En 2025, le concept de microdon en caisse a rencontré un grand succès en France, illustrant un engagement citoyen, rapporte TopTribune. Selon le média Moneyvox, la somme totale des dons réalisés a atteint 15 millions d’euros. Ce geste altruiste s’est matérialisé par la réalisation de 38 millions de microdons, donnés directement lors du passage en caisse, ce qui témoigne d’une adoption significative de ce mécanisme solidaire.
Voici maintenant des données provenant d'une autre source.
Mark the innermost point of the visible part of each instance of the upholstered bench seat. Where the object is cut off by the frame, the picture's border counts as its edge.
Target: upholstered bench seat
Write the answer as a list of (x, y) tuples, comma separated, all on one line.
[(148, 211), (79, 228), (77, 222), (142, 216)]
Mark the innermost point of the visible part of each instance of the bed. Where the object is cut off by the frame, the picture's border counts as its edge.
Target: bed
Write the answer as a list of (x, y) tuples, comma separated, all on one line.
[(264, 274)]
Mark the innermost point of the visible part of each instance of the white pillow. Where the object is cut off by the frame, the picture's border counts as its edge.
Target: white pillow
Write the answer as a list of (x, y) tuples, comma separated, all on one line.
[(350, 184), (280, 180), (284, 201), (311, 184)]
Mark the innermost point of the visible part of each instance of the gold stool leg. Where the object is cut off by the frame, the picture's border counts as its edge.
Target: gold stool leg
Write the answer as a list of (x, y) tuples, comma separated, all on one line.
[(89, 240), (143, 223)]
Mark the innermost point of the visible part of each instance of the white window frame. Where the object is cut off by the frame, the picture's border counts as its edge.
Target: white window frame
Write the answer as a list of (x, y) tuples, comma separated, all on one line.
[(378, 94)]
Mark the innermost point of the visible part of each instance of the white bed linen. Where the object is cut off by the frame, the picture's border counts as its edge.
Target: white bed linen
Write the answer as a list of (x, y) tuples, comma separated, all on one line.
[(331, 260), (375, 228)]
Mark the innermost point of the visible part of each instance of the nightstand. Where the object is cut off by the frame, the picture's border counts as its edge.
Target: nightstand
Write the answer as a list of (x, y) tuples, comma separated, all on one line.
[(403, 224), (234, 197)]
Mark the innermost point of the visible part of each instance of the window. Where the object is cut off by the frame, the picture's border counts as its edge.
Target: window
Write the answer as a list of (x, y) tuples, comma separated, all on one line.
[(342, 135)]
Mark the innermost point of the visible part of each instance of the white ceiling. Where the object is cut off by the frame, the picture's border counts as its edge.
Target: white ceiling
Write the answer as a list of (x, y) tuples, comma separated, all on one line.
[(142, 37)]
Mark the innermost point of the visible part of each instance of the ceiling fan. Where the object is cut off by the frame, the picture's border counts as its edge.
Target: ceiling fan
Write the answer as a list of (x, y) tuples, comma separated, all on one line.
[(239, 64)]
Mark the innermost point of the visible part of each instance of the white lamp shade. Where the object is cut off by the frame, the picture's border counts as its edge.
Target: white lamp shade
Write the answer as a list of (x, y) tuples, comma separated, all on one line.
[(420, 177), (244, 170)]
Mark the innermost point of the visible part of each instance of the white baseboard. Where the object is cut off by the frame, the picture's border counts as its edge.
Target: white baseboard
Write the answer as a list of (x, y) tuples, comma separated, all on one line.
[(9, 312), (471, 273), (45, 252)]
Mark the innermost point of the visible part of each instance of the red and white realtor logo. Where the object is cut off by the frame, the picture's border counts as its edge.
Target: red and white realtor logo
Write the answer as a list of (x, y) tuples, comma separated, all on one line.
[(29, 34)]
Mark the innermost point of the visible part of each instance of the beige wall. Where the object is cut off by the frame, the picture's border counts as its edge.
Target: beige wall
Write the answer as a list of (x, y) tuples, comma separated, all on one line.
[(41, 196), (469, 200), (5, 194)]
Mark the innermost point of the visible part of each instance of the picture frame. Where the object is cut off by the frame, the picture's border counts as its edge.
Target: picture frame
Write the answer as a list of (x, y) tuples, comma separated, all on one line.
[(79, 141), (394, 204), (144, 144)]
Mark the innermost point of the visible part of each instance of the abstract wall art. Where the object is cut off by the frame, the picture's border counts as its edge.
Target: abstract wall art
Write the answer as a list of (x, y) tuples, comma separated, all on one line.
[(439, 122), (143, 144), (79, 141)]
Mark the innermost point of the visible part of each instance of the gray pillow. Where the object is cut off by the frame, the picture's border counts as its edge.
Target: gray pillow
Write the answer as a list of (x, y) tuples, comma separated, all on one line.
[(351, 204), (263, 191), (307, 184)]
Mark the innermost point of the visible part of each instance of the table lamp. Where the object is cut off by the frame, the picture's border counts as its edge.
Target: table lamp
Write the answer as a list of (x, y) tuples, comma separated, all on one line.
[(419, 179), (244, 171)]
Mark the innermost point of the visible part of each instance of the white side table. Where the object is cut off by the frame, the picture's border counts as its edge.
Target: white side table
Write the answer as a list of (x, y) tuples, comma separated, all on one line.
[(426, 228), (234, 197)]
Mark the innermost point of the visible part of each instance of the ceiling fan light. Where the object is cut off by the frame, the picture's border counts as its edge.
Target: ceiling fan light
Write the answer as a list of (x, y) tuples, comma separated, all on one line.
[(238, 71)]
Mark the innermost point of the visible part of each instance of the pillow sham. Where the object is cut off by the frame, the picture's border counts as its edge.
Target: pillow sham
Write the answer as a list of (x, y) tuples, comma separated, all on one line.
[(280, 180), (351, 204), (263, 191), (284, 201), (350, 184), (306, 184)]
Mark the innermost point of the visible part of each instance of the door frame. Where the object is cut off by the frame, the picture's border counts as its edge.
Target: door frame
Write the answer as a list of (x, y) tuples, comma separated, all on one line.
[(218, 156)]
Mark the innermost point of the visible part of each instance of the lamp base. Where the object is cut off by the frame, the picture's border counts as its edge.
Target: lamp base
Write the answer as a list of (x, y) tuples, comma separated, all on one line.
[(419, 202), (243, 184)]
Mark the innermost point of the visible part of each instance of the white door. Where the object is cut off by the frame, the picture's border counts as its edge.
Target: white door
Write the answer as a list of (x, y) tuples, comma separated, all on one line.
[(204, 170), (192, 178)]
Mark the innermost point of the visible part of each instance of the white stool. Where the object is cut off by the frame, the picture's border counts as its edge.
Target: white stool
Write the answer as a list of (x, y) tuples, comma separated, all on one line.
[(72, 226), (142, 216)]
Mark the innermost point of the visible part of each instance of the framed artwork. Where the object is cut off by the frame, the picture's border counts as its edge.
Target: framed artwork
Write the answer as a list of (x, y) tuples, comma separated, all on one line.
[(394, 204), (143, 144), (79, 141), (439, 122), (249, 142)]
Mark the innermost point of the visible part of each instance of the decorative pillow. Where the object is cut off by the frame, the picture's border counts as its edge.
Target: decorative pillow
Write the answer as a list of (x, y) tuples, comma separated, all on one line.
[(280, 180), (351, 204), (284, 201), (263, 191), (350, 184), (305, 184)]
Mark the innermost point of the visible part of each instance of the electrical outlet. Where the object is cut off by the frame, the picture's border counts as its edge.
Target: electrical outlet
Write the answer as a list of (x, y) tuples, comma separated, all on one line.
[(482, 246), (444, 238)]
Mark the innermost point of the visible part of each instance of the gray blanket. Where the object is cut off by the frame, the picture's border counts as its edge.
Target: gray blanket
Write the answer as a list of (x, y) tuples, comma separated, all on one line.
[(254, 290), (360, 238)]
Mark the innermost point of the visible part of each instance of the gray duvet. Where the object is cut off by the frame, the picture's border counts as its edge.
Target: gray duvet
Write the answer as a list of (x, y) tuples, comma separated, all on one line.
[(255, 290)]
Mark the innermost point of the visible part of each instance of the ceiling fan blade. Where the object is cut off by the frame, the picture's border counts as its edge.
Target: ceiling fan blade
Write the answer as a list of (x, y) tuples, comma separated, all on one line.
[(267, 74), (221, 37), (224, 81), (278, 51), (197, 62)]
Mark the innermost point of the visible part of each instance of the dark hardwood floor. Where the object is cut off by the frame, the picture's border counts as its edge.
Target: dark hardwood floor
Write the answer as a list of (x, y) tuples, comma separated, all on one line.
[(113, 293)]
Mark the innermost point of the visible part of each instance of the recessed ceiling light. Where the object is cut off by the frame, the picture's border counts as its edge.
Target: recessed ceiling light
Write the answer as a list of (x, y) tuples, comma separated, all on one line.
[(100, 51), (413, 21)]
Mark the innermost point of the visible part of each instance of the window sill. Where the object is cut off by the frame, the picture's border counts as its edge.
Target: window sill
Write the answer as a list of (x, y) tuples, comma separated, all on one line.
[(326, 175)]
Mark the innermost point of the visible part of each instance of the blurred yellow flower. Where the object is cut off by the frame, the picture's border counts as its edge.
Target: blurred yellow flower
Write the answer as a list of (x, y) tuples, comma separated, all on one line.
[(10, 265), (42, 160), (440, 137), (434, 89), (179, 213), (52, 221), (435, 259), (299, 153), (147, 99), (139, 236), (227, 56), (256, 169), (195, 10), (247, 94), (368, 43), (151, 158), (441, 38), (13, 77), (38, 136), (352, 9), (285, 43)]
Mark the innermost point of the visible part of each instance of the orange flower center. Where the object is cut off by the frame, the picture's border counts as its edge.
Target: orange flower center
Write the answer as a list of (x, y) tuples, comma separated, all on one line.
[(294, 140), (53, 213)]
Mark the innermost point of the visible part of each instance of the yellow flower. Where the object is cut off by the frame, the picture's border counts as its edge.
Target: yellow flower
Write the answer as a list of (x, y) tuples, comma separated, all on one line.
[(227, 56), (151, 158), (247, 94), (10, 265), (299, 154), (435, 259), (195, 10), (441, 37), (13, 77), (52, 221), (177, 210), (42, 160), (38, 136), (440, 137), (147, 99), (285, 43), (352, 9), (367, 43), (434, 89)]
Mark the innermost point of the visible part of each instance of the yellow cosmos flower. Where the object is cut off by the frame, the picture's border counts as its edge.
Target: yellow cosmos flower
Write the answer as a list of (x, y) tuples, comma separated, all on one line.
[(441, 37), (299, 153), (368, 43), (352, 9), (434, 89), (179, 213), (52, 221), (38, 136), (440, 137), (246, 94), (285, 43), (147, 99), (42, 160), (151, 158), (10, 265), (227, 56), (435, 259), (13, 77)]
Cependant, malgré des résultats encourageants, les limitations en matière d’avantages fiscaux associés au microdon en caisse pourraient dissuader certains donateurs.
Un succès visible, mais discret
Le principe même du microdon en caisse est fondamentalement simple : au moment de régler leurs achats, les consommateurs ont la possibilité d’arrondir le prix à l’euro supérieur, la différence étant alors affectée à des associations caritatives. En 2025, presque la moitié des Français ont adopté ce geste, avec un don moyen avoisinant les 0,40 € par passage à la caisse. Soutenu par plus de 160 organisations, ce dispositif préserve l’anonymat des donateurs, les associations recevant les contributions sans connaître l’identité de leurs généreux donateurs.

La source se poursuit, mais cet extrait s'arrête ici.